Ах, дорогие мои, столь много и преизрядно сказано было о романе Лоллия Питовранова, что нам затруднительно выделить чей-либо голос из общего хора. Ну разве что глубокомысленное суждение критика Игоря Ильича Анастасьинского о дерзновенной попытке писателя изобразить настоящее, день за днем становящееся прошлым и по завершении некоего круга времени снова оказывающееся настоящим. Вечное возвращение – понимаете ли? Бойким пером – а он не единожды признавался, что ему, ей-же-ей, раз плюнуть за пять-шесть часов накатать статью едва ли не в целый лист! – что вызывало не только завистливое восхищение, но и некоторое недоумение: если в часы наивысшей творческой производительности Льва Николаевича поднимала за волосы Луна и он гнал по листу в рабочую упряжку то Игоря Ильича не за что было ухватить, ибо голову он брил, оставляя голый блестящий череп, – не цепляться же было Луне за его маленькую седенькую бородку – впрочем, этот вопрос более по ведомству Фомы Аквинского, чем Юрия Лотмана, – бойким своим пером он толковал о вечном возвращении, для особо тупых приводя в пример движение по кольцу метрополитена. Вот на станции, скажем, «Новослободская» вы входите в вагон и через полчаса с небольшим выходите на той же станции. Что изменилось? Что навсегда осталось в прошлом? Что никогда уже не вернется? Если вы (не дай Бог! – с издевкой усмехается Анастасьинский) склонны к некоторому философствованию и понимаете условность принятого измерения времени, то не без тревожных ожиданий глянете вокруг. Все ли так, как было ранее – полчаса, год, десять или сто лет назад? О да. Все на месте. В торце – панно «Мир во всем мире», на котором в материнских объятиях Родины в облике женщины с крепкими рабоче-крестьянскими ногами ребеночек простирает ручонки вверх, к парящим над ним голубкам; витражи общим счетом тридцать два; гранитный пол в серо-черную шахматную клетку… Толпы, толпы с безумными газами. Все то же. Вы вернулись.

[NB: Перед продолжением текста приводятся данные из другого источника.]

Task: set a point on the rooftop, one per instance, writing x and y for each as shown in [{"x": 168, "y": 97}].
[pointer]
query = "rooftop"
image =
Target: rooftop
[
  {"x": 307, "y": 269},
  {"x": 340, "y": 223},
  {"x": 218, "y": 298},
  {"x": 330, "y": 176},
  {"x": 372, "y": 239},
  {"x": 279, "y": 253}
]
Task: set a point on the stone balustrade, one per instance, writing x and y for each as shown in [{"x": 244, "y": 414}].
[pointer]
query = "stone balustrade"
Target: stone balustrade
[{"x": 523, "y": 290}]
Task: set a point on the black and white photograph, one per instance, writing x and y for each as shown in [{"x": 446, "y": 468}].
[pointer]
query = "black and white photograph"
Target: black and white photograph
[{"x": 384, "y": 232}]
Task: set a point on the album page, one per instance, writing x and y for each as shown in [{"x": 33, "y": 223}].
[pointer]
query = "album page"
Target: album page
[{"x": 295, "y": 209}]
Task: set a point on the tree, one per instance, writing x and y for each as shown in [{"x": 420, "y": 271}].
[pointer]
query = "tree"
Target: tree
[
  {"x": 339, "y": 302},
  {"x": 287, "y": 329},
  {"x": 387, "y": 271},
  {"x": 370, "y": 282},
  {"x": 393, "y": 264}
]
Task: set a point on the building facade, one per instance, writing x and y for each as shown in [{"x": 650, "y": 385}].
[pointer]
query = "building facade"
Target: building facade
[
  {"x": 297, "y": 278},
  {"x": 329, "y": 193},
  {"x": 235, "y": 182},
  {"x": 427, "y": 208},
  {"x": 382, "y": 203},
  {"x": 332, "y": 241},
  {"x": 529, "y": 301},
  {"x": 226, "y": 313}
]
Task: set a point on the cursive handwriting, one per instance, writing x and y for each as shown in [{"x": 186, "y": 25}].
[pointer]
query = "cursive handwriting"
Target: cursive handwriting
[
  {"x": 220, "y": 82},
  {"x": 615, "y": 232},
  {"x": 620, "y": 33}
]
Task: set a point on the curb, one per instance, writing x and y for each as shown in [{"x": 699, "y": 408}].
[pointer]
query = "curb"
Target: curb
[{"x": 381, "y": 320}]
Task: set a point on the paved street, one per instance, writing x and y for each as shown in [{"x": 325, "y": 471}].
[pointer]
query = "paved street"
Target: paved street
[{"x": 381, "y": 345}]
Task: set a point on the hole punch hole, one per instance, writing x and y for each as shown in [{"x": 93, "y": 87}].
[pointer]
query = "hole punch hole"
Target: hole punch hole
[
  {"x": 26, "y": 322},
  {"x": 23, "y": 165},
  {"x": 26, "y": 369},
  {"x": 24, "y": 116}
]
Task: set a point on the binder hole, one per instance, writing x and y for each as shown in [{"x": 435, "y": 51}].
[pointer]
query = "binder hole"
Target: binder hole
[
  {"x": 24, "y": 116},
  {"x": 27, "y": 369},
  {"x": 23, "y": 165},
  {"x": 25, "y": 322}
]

Столкнувшись однажды с Анастасьинским, маленькими – в соответствии с небольшим ростом – бодрыми шажками быстро вышагивающим в сторону известного всей пишущей Москве дома, Лоллий остановил его и промолвил, что признателен. Нет слов. Гриб-боровичок Анастасьинский захохотал, открыв взору Лоллия два ряда превосходных металлокерамических зубов. Это сколько же деньжищ он в свою пасть вбухал, не мог не подумать Лоллий, ощупывая языком осколок давно развалившегося зуба. «Туда, туда! – указал критик на дубовые двери дома. – Там я достойно приму твою благодарность». Лоллий стряхнул овладевшее им при мысли о непредвиденных расходах уныние, а пропустив вторую или третью, забыл о нем вовсе и после прочувственных изъяснений, излияний и поцелуев (уже пятая проскользнула), иногда глядя в седенькую бородку Игоря Ильича, иногда в его голубенькие глазки, а иногда поверх его лысой блестящей головы с проступающими бисеринками пота в зал, где за столиками сидели, пили и ели знакомые все лица – Александр Кабанов, например, с
унылым взором карих собачьих глаз, Петр Макаронов, человек без шеи, с иконкой государя императора на золотой, в полпальца толщиной цепочке, Марина Докукина, рыхлая баба, лирический поэт, – решился и проговорил. «Скажу тебе, Игорь Ильич, как другу. Никто, как ты. Ты ведь друг?» Анастасьинский незамедлительно подтвердил, что друг, но при этом едва заметно пожал плечами. От Лоллия это двусмысленное движение не укрылось, однако он решил не обращать внимания. Не тот случай. Хотя и Пушкин говорил, и товарищ Сталин тоже, никому не верь. «Ты, старче дорогой, потрясающе… Гениально! Понял это… – И Лоллий, как бы не в силах выразить, пошевелил пальцами правой руки. – Я даже и помыслить не смел. Вечное возвращение! Я ведь так… Чувством более, чем разумом. Объять необъятное». Игорь Ильич хмыкнул. «Возникло, знаешь ли. Август, шестое, скала Сюрлей». «О!» – воскликнул Лоллий, хотя, убей Бог, не представлял, что все это значит. «Да, – кивнул критик. – Он. Нечто вроде. Вариации на тему. Поток времени, понимаешь, идет по кругу, а мы, – и черенком ножа он обозначил точку на белой скатерти, – вот здесь. Долго объяснять, но у тебя… – он окинул собеседника оценивающим взглядом, – есть склонность к рассуждению». Лоллий подтвердил. С малых лет. «Я это вижу, – одобрил Анастасьинский, – в твоем романе… Ты, может быть, не вполне сознаешь, но не имеет значения. Да, мы вот здесь, – теперь уже пальцем он ткнул во вмятину на скатерти. – И нас окружает… Нет, – Игорь Ильич брезгливо отмахнулся. – Не то, что ты видишь. Не эти… Хотя, может быть, и они, пусть они глупы, бездарны, тщеславны, но ведь и они микрочастицы космоса. Не будем несправедливы. – Он извлек платок и вытер лысину. – Все уйдем… И все придем в свой час. Почему? Да потому, что все уже было создано и творить новое не из чего. Материя ограниченна, время – безгранично… Вот ты видишь сон. Просыпаешься. И начинается мучение – ведь это уже было! я точно помню, было это со мной! Когда? Не могу сказать, но знаю, что было». «И мы, – со смутной улыбкой спросил Лоллий, – снова приедем на “Новослободскую”? И застанем там, как было прежде?»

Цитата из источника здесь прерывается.